From Wikipedia, the free encyclopedia

This is an old revision of this page, as edited by Dmharvey (talk | contribs) at 14:32, 6 July 2005 (reference + external link). The present address (URL) is a permanent link to this revision, which may differ significantly from the current revision.

In mathematics, an Euler system is a technical device in the theory of Galois modules, first noticed as such in the work around 1990 by Victor Kolyvagin on Heegner points on modular elliptic curves. This concept has since undergone an axiomatic development, in particular by Barry Mazur and Karl Rubin.

There is a general motivation for the use of Euler systems, which is that they are supposed to be essentially derived from group cohomology, and to have the capability to 'control' or bound Selmer groups, in different contexts.
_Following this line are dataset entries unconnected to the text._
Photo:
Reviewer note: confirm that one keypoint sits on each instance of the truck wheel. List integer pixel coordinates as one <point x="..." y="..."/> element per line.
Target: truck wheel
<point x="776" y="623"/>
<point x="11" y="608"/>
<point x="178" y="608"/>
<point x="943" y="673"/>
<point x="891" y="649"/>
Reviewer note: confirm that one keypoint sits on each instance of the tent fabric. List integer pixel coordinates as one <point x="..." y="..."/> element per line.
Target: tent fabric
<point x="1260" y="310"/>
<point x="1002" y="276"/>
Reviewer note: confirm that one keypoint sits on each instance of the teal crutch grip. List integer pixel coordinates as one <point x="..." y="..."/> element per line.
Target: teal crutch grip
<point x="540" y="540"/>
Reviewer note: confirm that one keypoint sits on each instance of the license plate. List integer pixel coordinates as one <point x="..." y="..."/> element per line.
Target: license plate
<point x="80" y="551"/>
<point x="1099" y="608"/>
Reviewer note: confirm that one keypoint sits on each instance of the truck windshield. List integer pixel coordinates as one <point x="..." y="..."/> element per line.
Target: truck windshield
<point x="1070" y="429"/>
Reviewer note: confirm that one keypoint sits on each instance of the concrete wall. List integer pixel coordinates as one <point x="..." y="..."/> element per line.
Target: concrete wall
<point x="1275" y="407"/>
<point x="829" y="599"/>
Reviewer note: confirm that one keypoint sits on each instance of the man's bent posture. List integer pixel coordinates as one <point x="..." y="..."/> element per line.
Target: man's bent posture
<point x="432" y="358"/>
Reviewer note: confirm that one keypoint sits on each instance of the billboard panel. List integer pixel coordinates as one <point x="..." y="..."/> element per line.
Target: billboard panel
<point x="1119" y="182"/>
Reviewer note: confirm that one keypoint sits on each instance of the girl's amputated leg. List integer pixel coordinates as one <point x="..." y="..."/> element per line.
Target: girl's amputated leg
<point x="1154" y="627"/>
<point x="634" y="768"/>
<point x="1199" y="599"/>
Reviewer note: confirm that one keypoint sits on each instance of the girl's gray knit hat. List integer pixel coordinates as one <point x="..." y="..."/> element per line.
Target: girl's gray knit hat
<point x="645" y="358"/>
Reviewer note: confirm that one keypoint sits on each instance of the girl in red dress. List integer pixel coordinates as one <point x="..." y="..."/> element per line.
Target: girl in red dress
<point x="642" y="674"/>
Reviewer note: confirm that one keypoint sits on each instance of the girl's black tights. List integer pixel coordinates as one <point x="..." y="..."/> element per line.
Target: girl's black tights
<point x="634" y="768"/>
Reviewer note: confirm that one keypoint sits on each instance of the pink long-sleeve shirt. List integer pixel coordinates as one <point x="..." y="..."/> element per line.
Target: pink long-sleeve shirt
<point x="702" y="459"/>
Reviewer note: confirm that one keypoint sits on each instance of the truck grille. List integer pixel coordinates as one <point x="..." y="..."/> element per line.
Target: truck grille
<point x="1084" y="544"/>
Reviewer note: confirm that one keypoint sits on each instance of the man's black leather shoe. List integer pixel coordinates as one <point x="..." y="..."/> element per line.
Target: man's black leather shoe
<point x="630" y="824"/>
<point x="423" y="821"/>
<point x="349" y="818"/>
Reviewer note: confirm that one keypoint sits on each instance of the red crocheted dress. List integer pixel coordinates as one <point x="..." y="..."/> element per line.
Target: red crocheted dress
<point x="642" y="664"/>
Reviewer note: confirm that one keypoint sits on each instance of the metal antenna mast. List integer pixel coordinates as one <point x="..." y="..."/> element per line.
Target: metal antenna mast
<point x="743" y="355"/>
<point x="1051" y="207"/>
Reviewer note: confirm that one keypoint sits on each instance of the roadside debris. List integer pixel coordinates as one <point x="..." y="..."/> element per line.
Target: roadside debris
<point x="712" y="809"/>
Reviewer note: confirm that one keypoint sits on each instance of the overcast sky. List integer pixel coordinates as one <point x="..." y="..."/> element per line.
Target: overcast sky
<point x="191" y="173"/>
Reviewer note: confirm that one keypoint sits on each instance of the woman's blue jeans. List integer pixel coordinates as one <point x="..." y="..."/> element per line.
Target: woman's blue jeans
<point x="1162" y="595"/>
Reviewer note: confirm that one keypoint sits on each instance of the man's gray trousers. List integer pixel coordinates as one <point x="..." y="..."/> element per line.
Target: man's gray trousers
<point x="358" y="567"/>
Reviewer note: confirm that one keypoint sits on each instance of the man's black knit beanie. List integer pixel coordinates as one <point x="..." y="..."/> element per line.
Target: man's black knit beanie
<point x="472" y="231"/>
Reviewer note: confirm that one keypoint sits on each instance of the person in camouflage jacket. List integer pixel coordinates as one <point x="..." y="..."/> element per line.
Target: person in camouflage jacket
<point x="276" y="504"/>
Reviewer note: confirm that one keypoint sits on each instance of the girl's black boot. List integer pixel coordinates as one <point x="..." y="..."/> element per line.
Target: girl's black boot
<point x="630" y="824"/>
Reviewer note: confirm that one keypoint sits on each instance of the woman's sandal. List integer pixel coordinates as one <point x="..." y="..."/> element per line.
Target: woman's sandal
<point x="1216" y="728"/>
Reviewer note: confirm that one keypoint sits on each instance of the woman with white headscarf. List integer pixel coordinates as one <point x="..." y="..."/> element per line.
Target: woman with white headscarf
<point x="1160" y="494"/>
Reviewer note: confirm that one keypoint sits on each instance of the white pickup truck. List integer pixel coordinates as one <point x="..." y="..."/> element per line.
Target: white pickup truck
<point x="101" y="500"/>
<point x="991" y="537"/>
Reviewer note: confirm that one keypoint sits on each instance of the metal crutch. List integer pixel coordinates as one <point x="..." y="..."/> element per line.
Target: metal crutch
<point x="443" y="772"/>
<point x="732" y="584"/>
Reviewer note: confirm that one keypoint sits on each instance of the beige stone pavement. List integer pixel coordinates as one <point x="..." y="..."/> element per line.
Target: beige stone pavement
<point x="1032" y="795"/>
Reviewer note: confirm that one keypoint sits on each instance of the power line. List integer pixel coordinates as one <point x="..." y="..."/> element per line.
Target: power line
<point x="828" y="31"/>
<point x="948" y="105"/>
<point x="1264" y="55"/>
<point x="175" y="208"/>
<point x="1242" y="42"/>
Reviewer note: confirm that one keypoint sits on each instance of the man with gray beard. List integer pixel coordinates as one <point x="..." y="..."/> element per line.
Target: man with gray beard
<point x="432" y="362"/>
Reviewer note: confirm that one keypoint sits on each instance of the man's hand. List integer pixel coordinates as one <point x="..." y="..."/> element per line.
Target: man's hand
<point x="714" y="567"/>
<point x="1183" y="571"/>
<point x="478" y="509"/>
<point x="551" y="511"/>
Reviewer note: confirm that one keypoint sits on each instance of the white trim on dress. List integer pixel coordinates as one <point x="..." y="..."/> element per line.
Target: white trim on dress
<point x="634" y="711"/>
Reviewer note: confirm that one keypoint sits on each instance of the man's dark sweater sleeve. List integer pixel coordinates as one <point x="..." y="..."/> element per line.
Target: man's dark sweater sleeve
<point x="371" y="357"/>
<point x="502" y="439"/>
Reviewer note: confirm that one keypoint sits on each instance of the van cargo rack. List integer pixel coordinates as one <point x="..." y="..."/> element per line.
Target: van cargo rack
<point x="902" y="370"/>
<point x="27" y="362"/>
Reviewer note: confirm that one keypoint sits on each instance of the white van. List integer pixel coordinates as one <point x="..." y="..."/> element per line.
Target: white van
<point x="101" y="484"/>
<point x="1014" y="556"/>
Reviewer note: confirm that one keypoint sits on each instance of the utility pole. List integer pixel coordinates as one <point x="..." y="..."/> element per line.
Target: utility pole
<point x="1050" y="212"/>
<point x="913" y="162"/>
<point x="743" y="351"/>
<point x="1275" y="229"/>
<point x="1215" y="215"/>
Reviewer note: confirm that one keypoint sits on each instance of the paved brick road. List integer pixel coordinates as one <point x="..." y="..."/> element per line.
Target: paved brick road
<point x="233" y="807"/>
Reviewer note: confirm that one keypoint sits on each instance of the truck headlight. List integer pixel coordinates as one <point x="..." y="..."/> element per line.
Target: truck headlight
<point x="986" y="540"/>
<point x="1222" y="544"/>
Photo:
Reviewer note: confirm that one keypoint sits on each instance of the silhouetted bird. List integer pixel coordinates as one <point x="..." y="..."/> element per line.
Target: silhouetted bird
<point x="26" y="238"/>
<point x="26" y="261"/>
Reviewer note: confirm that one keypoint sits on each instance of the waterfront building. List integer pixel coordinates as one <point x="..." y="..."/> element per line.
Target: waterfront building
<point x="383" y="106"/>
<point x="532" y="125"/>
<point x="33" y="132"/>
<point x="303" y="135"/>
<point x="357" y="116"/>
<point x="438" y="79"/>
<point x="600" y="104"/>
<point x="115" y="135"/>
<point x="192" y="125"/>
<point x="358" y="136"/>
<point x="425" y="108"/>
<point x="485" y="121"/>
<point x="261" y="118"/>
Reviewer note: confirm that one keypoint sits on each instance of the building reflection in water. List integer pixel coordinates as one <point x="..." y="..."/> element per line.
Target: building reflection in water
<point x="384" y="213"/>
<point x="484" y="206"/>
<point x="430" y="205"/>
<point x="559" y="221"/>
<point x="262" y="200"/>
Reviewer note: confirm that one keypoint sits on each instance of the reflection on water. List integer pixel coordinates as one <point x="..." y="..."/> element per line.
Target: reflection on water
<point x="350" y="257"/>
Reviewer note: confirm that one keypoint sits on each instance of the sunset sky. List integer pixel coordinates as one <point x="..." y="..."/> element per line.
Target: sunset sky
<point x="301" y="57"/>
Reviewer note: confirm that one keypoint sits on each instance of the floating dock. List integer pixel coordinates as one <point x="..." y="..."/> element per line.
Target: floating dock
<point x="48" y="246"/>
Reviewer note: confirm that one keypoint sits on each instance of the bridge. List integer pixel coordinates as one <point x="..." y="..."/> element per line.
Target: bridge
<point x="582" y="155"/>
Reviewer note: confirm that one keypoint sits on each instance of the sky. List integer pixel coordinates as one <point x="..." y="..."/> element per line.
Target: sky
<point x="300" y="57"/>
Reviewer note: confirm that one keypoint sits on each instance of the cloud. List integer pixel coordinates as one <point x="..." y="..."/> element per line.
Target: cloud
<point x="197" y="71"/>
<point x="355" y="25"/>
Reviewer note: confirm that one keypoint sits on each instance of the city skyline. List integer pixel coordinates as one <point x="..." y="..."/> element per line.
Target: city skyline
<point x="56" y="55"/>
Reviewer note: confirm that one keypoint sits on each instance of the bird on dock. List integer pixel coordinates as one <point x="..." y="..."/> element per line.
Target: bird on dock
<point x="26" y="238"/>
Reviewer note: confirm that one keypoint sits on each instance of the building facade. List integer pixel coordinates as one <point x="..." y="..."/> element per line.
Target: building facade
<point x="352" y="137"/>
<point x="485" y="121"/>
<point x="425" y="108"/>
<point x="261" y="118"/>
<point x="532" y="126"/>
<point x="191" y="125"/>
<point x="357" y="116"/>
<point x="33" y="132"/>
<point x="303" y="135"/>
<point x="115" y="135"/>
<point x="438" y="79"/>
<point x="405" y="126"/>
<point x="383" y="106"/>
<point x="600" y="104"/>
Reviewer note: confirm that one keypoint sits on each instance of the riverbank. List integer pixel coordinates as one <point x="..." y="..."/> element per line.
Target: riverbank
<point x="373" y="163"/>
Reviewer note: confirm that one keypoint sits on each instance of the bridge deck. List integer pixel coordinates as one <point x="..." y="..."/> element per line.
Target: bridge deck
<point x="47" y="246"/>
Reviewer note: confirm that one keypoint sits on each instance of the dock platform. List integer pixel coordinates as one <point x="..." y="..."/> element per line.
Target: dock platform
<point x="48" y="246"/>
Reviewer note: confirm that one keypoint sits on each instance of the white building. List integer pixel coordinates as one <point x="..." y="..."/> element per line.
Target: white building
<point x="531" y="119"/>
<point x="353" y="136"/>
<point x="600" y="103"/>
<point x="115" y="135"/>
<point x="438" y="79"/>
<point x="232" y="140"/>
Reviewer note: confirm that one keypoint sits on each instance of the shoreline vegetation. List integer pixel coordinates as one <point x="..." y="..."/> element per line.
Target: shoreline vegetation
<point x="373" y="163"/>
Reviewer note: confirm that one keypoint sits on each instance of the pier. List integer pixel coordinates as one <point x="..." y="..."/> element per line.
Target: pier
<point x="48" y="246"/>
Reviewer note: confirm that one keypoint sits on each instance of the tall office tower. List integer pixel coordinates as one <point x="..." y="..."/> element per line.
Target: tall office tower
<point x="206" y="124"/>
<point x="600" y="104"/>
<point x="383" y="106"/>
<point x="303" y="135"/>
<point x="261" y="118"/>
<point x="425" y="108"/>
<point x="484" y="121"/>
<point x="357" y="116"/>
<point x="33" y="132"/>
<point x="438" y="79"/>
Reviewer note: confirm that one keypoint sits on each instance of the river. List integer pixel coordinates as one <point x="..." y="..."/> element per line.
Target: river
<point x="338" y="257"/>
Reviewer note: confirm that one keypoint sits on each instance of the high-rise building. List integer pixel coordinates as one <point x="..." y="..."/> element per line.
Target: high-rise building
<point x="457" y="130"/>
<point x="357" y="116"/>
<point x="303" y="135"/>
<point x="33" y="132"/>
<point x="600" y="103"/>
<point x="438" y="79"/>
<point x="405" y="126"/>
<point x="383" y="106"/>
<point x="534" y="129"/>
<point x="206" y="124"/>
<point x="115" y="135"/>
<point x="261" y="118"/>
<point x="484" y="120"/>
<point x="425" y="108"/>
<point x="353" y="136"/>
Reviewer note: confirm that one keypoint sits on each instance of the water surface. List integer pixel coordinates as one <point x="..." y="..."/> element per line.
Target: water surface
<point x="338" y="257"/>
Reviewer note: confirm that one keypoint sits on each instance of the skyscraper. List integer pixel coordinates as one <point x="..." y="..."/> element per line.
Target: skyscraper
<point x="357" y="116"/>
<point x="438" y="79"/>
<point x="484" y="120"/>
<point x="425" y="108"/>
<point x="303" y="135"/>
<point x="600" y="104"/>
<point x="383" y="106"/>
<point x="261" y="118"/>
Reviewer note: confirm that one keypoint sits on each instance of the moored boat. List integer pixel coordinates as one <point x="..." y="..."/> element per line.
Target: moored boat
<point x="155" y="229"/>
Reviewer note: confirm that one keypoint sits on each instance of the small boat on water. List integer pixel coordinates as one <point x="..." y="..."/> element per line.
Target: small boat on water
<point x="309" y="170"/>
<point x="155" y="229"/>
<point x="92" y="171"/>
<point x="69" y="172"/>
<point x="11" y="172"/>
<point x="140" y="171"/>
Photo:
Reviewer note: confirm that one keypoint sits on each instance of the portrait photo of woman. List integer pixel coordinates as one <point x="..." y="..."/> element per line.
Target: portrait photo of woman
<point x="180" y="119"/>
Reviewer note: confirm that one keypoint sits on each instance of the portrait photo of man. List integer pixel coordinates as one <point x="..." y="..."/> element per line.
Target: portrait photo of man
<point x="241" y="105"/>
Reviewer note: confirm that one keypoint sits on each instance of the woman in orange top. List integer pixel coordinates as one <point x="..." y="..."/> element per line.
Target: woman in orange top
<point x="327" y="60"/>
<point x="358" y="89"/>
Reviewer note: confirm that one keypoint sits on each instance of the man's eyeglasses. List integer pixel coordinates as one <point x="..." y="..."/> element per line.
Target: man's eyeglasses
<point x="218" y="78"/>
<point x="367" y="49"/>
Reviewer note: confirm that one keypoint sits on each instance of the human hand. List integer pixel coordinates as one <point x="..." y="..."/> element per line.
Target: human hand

According to generally accepted ideas, such control is a feature of L-functions, through their values at particular points. The virtue of Euler systems is that they may function as a 'middle term', lying between knowledge of L-functions that apparently lies deep, and the Selmer groups that are the object of direct study in diophantine geometry. The theory is still under development; in essence it is expected to apply to abelian extensions, organised in infinite towers, and their pro-finite Galois groups. The Euler system concept is supposed to pin down an idea of coherent system of cohomology classes in such a tower, with respect to some level-changing maps of the general field norm type, in the presence of a local-global principle.

The Euler system idea made a celebrated but abortive entry in the Andrew Wiles proof of Fermat's last theorem. The use of an Euler system was Wiles's original approach, but failed to deliver in that case.

References

  • Euler Systems (Annals of Mathematics Studies 147), Karl Rubin, Princeton University Press, 2000.